Gwendal believes that the difference between an inspector and a foodie is a question of rigour. A person who really loves food may eat out three or four times a week, yielding a total of roughly 180 meals a year. A Michelin inspector on the other hand must eat 300 meals at restaurants every year. Only then does he or she get the perspective required to make judgements. “It is not enough that somebody goes to a restaurant and likes the food” he says. “It has to be rigorous. It has to be somebody who eats out all the time. It’s not a hobby. It’s a job. “
Even if Gwendal did nothing else, he would be remembered as the man who took Michelin international and broke the caricature of it as a parochial French company. But he has also successfully re-entered America where Michelin had suffered some reverses.
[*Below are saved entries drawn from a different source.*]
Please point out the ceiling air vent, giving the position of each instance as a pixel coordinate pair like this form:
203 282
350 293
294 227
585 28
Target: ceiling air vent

And he has huge plans. The Green Stars, an initiative closely associated with him, emphasised sustainability long before it became trendy. And now there is a hotel rating system (with keys rather than stars apparently) to be unveiled in April/May which he is not ready to talk about yet.
But he will discuss how Michelin, which is often invited to open guides in many countries by government bodies that subsidise the operations, maintains its independence. At last year’s launch of the Abu Dhabi guide, the Minister of Tourism began the proceedings by pointing out that Gwendal had not given him any information about the winners and that he would learn about them at the same time as the audience.
In the event, Abu Dhabi did not fare particularly well. Bangkok has done better but after seven years, Michelin has not found a single three star restaurant in Thailand, which does not delight the folks at Thai Tourism.
And yet the countries in question keep renewing or signing new contracts with Michelin. They do it because the very presence of a Michelin Guide leads to a sharp boost in tourism and it elevates the standards of the local restaurant scene. And there are other benefits: global fame, respect for the country’s cuisine and greater attention paid to the cooking ingredients and methods (say, Thai rice) by chefs all over the world.
The message these days is: all cultures have great food. It’s not just the prerogative of the French. And Michelin will find the best restaurants in each country that serve this great food.
In a world under siege from hype, lies, fixes and advertorial, it is refreshing to find one Guide that will never compromise on its standards no matter how much it is paid.
Because food matters. And judging it fairly may matter even more.